There’s a blessing in that. You may think of it as hard work, but you’re holding a space for your own transformation. And your transformation is an invitation to anyone else to do the same for themselves. They may realize they don’t have to live out of all the boxes that they’ve believed about themselves. They don’t have to think about themselves in the context that felt safe for so many years, but which does not make them happy.
Do I still have some of those old beliefs to discover? Yes, I do. Do I still have things to apologize for? Yes, I do.
One of the virtues of saying I’m sorry is that the window into the future is clearer. I can see more accurately where I’m going and let go of where I’ve been. We have the power to break out of the box, allowing the influence of love to guide our life when we say, I’m sorry, I didn’t even know I was living out of that belief.
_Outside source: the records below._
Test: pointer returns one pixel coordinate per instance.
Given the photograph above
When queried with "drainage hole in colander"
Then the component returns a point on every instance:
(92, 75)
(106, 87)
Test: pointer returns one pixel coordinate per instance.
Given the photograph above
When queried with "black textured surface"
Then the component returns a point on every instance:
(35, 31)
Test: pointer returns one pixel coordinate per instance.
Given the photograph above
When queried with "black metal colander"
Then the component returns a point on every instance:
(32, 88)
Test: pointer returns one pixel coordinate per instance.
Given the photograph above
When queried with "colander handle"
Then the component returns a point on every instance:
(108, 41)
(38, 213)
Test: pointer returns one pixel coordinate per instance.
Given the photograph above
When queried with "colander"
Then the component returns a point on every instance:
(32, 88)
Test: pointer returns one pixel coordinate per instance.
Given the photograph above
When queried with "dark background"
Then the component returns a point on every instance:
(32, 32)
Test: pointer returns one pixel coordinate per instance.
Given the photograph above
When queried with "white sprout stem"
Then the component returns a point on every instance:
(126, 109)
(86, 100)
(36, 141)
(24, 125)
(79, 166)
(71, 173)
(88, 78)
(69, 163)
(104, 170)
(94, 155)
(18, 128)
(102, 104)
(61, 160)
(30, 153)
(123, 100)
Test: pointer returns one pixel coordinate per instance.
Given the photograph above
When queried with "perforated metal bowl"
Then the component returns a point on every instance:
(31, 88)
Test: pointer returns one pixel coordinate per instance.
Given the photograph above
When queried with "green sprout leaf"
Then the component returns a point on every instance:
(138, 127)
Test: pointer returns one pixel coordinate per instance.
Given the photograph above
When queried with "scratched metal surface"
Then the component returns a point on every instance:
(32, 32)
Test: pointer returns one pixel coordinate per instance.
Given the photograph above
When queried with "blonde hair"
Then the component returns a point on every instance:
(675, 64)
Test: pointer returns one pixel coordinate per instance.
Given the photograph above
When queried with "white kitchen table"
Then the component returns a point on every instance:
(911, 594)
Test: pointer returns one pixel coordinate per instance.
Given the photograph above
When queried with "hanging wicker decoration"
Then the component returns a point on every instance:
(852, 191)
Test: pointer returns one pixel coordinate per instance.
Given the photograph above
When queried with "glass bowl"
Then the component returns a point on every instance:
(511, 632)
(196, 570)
I repent. I am changing. We open ourselves to the possibility of what the rest of our life could be about, whether we have a month, a year, five years or fifty years.
Most of us have the joy of knowing there’s so much more to do, so much more to create, so many songs to hear or write, so much music to play, so many poems or dances to perform. We can choose to live under the influence of that creative possibility.
I invite you to explore the beliefs that you have had about what it was to be a good child, what it was to be a good teenager or a good woman, a good professional, or a good citizen. I invite you to step into the awareness of whatever beliefs you may have, so you can have authority over them. Not to judge them, but just to know that they are present and that standing above your set of beliefs, your way of identifying yourself, you can be of service. But only if you recognize that it isn’t who you are. You are not a person in a box. You are the spirit that transcends it.